Purpose of review: This review describes recent progress in our understanding of defensins and their contributions to innate immunity. Defensins are small, cysteine-rich endogenous antibiotic peptides. Human neutrophils contain large amounts of three α-defensins (HNP-1–HNP-3), and smaller amounts of a fourth, HNP-4. Monocytes and macrophages generally lack defensins, but they release messengers that induce the synthesis of β-defensins in epithelial cells.

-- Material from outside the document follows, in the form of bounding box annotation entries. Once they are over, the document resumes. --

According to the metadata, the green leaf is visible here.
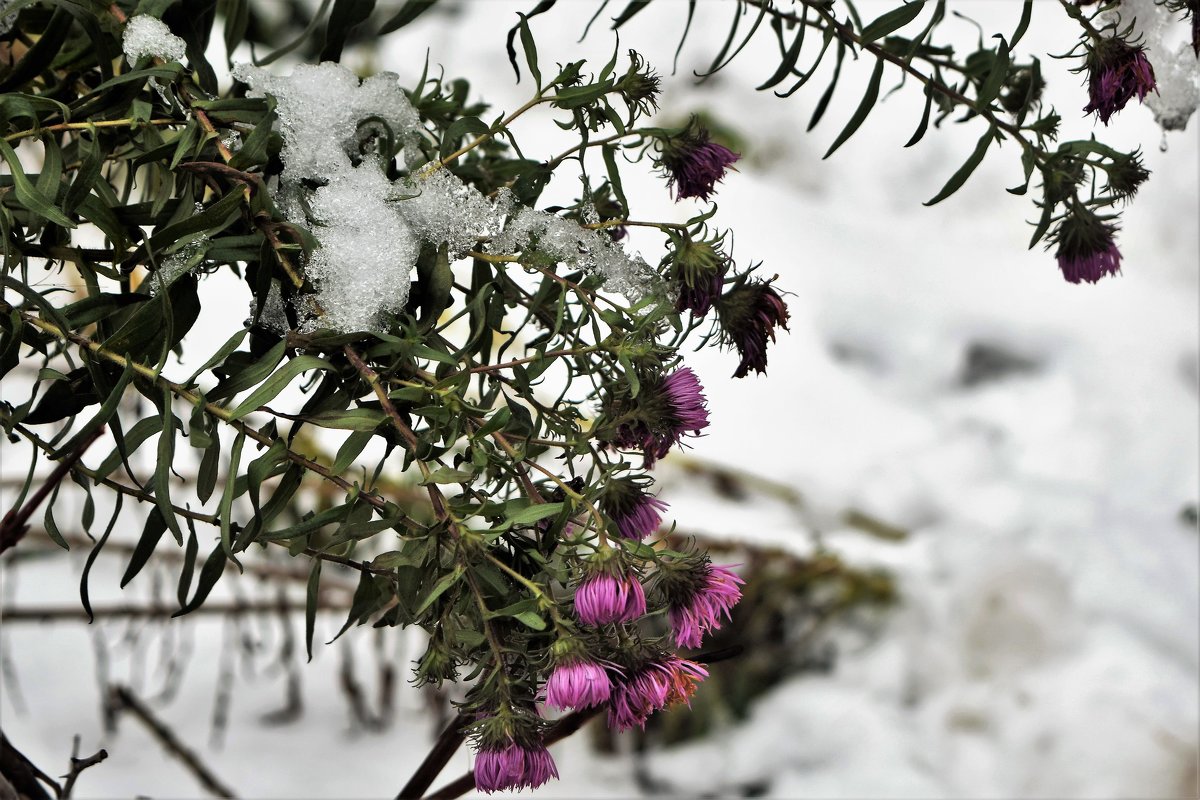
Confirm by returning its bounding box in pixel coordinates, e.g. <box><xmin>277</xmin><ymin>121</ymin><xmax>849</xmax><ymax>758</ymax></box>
<box><xmin>413</xmin><ymin>566</ymin><xmax>463</xmax><ymax>614</ymax></box>
<box><xmin>862</xmin><ymin>0</ymin><xmax>925</xmax><ymax>42</ymax></box>
<box><xmin>304</xmin><ymin>559</ymin><xmax>320</xmax><ymax>661</ymax></box>
<box><xmin>378</xmin><ymin>0</ymin><xmax>438</xmax><ymax>36</ymax></box>
<box><xmin>925</xmin><ymin>125</ymin><xmax>996</xmax><ymax>205</ymax></box>
<box><xmin>822</xmin><ymin>59</ymin><xmax>883</xmax><ymax>158</ymax></box>
<box><xmin>121</xmin><ymin>506</ymin><xmax>167</xmax><ymax>589</ymax></box>
<box><xmin>506</xmin><ymin>503</ymin><xmax>563</xmax><ymax>525</ymax></box>
<box><xmin>0</xmin><ymin>139</ymin><xmax>76</xmax><ymax>228</ymax></box>
<box><xmin>230</xmin><ymin>355</ymin><xmax>337</xmax><ymax>420</ymax></box>
<box><xmin>172</xmin><ymin>545</ymin><xmax>228</xmax><ymax>618</ymax></box>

Recent findings: In addition to their antimicrobial and immunomodulatory effects, HNP-1–HNP-3 possess antiviral and toxin-neutralizing properties. Induction of β-defensins in epithelial cells is mediated by cell-surface Toll-like receptors or cytoplasmic peptidoglycan receptors that can recognize pathogen-associated molecules. Mutations in Nod2, a cytoplasmic peptidoglycan receptor, are associated with reduced levels of intestinal α-defensins and ileal Crohn's disease. Human defensin genes show marked copy-number polymorphism. High level constitutive expression of defensins may afford protection against HIV-1 and other defensin-sensitive pathogens. Theta-defensins (cyclic octadecapeptides found in nonhuman primates) have impressive antiviral and antitoxic properties.
Summary: The multiple properties of defensins contribute to human innate immunity against bacteria, bacterial toxins, and viruses.